I look at Brigitte. She shakes her head. I look back at Cabal.


“If you’re sending us into a trap, it’s not going to work. And even if it does work, just because I’m dead doesn’t mean I can’t get to you.”


“I’m exceedingly aware of your reputation, Sandman Slim. The phone number is true and leads to no trap that I know of. You’ll want to call soon. If anyone can point you to true north, it’s Johnny Thunders.”


“The singer?”


“No. The zombie, you dunce. Johnny Thunders is your Savant.”


He waves a tired hand in my direction. “Johnny’s minders will explain.”


If Cabal is lying, he deserves a teddy bear from the top shelf and the Publishers Clearing House Sweepstakes. I’ve heard world-class whoppers and told a few of my own, but this guy is spinning sable from shit.


Or he’s just let Brigitte and me in on one of the world’s weirder secrets. If he’s lying, it would be a fun excuse to come back and punch holes in Castle Grayskull. But if he’s telling the truth, it would make life a lot easier.


“One more thing,” says Cabal. “There’s someone else you might chat with concerning the resurrected. Rainier Geistwald, Jan and Koralin’s son. He’s a clever boy, and while a genuine brat, his brains are more acute than he cares to let on. He’ll be an important man one day.”

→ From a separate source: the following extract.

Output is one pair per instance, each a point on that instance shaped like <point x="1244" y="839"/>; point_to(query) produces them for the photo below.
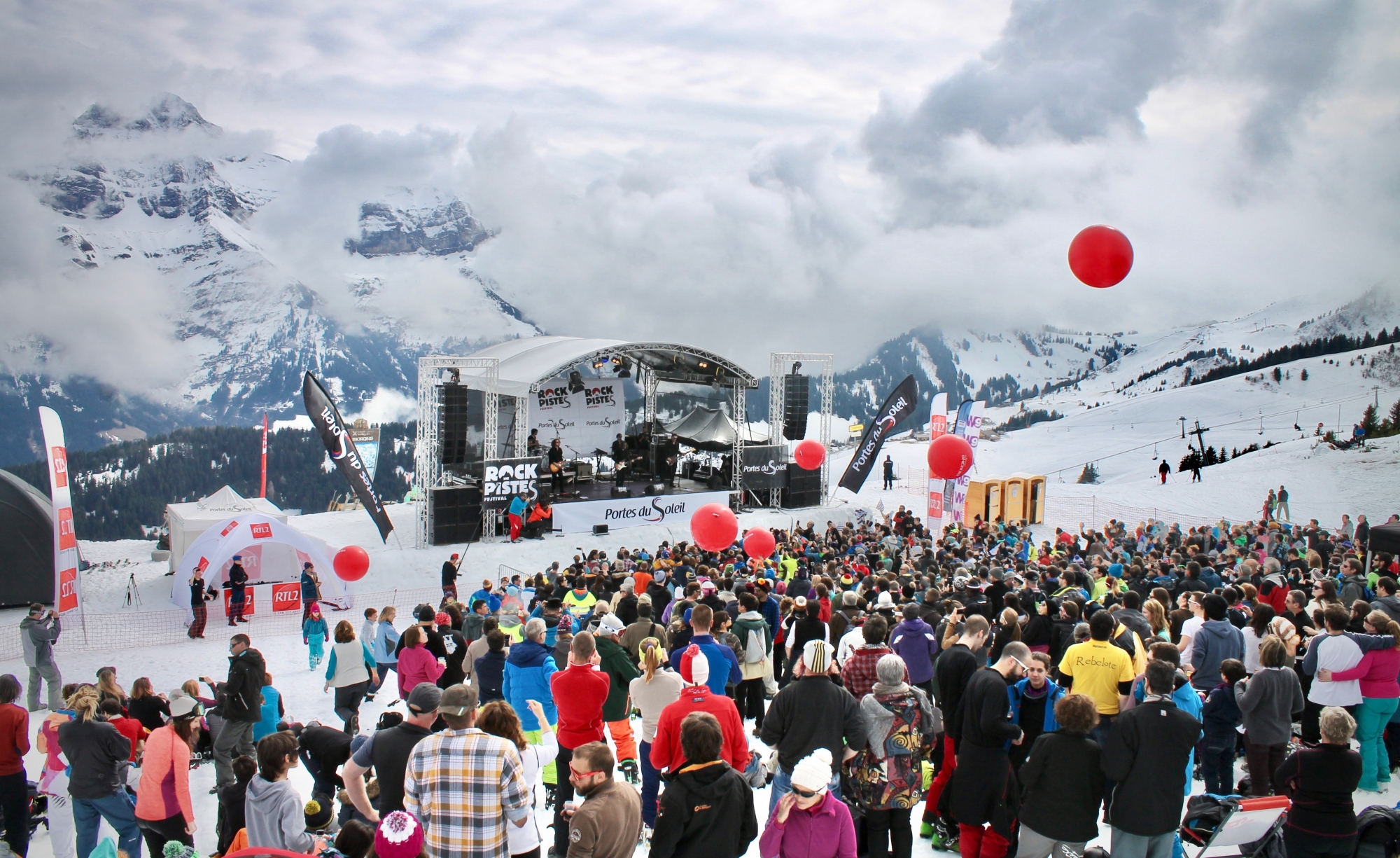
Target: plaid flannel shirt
<point x="464" y="787"/>
<point x="859" y="673"/>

Cabal stands up. This time he doesn’t offer his hand.


“I could say it’s been enchanting, but I’ve already told you one lie today. I couldn’t bear it if you lost all faith in me. You know the way out. Feel free not to linger. Ta-ta.”


He turns and disappears through the Sun wheel curtain without looking back.


Brigitte asks, “Do you think he is sending us to people who will try to kill us?”


“I don’t know. What would be more fun for him? Killing us right away or watching us bump into things and skin our knees?”